Inside a CCA private prison: Two slaves for the price of one, Part Two

by Anthony Robinson Jr.

“The slave went free, stood a brief moment in the sun, then moved back again towards slavery.” – W.E.B. Du Bois, “Black Reconstruction”

Anthony-Robinson-Jr.-127x300, Inside a CCA private prison: Two slaves for the price of one, Part Two, Abolition Now!
Anthony Robinson Jr.

In 1973, the National Advisory Commission on Criminal Justice Standards and Goals issued a report which stated in part: “The prison, the reformatory and the jail have achieved only a shocking record of failure. There is overwhelming evidence that these institutions create crime rather than prevent it.”

This same report stated directly: “No new institutions for adults should be built and existing institutions for juveniles should be closed.” It is interesting to note that since the 1980s, California has built 30 new prisons and only one new university, blatantly revealing the state’s intentions for poor people of color.

In an America where commodification is the new religion, a few have sold the public on the need for prisons while selling actual prison labor to corporations. Crime and punishment have become a necessitating cycle of control and disenfranchisement of poor people, measuring the will, grit and audacity of its victims on one hand, while also measuring the hope, nerve and humanity of the public on the other hand.

CCA was founded on the principle that you could sell prisons “just like you were selling cars or real estate or hamburgers,” according to a statement by Tom Beasley, one of the co-founders of Corrections Corporation of America. Since the company’s founding in 1983, the incarcerated population has risen by more than 500 percent, to more than 2.2 million people.

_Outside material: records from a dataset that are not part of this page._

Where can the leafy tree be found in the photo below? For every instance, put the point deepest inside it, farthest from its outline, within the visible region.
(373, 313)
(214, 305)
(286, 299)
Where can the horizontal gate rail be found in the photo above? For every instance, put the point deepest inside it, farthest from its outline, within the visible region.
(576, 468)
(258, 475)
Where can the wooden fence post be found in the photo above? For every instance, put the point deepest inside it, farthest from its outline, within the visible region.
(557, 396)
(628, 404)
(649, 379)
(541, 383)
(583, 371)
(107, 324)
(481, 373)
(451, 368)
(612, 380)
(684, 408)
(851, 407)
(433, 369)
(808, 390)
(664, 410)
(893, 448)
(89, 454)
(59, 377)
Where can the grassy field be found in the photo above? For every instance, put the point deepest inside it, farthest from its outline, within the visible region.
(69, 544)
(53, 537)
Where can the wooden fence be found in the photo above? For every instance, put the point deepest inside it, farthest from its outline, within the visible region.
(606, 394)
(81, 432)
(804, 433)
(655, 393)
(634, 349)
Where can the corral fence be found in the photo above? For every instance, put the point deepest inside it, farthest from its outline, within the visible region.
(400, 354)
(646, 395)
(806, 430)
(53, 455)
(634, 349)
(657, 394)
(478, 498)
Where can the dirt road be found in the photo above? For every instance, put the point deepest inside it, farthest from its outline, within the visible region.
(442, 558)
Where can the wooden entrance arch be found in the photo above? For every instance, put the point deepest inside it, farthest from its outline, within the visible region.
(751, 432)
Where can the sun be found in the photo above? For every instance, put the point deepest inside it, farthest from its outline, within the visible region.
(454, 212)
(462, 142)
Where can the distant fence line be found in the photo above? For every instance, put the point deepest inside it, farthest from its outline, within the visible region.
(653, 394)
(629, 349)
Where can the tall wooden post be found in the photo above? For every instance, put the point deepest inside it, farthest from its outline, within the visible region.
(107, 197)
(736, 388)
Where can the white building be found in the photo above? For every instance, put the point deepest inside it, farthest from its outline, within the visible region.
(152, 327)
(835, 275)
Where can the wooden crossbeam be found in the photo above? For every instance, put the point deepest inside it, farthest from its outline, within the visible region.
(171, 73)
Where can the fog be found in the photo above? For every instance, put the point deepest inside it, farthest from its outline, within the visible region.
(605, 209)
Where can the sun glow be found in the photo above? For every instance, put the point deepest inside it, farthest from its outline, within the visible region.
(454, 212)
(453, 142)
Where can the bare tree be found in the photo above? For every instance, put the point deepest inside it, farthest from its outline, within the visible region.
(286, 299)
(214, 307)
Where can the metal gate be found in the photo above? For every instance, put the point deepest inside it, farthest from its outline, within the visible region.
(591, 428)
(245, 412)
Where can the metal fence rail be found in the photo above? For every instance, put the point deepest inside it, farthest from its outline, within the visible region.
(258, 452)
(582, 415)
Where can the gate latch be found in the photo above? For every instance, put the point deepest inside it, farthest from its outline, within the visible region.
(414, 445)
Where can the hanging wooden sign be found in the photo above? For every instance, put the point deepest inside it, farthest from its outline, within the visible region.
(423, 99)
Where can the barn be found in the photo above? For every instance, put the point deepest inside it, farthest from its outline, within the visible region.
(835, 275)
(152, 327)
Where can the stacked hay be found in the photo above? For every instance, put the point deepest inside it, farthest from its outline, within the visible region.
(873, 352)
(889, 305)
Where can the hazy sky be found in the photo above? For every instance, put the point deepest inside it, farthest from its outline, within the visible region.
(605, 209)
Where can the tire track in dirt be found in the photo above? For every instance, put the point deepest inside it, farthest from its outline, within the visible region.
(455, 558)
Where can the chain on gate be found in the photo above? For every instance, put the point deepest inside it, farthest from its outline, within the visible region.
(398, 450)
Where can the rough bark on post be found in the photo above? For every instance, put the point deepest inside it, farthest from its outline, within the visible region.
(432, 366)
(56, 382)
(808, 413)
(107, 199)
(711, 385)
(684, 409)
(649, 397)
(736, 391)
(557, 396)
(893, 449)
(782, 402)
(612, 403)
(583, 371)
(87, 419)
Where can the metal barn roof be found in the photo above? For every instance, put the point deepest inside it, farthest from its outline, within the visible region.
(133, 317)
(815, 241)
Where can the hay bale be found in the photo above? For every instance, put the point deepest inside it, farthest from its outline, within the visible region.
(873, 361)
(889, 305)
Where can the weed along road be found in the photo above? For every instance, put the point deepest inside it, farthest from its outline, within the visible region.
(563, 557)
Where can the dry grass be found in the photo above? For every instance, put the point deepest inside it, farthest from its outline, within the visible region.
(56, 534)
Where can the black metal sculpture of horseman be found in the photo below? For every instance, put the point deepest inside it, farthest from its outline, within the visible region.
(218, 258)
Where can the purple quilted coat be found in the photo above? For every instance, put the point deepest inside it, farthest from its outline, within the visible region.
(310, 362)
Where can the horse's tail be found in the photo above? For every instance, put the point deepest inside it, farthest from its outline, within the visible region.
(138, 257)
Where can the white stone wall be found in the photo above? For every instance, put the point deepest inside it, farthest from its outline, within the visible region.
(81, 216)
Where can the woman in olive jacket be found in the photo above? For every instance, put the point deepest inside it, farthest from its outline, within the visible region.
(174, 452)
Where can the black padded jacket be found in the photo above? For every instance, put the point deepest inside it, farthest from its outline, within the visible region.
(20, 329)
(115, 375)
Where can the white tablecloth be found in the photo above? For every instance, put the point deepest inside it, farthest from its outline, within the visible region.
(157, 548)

Since the 1980s, California has built 30 new prisons and only one new university, blatantly revealing the state’s intentions for poor people of color.

The 2005 annual report for the Corrections Corporation of America matter-of-factly explained the vested interests of private prisons in a filing with the Securities and Exchange Commission: “Our growth is generally dependent upon our ability to obtain new contracts to develop and manage new correctional and detention facilities. This possible growth depends on a number of factors we cannot control, including crime rates and sentencing patterns in various jurisdictions, and acceptance of privatization.”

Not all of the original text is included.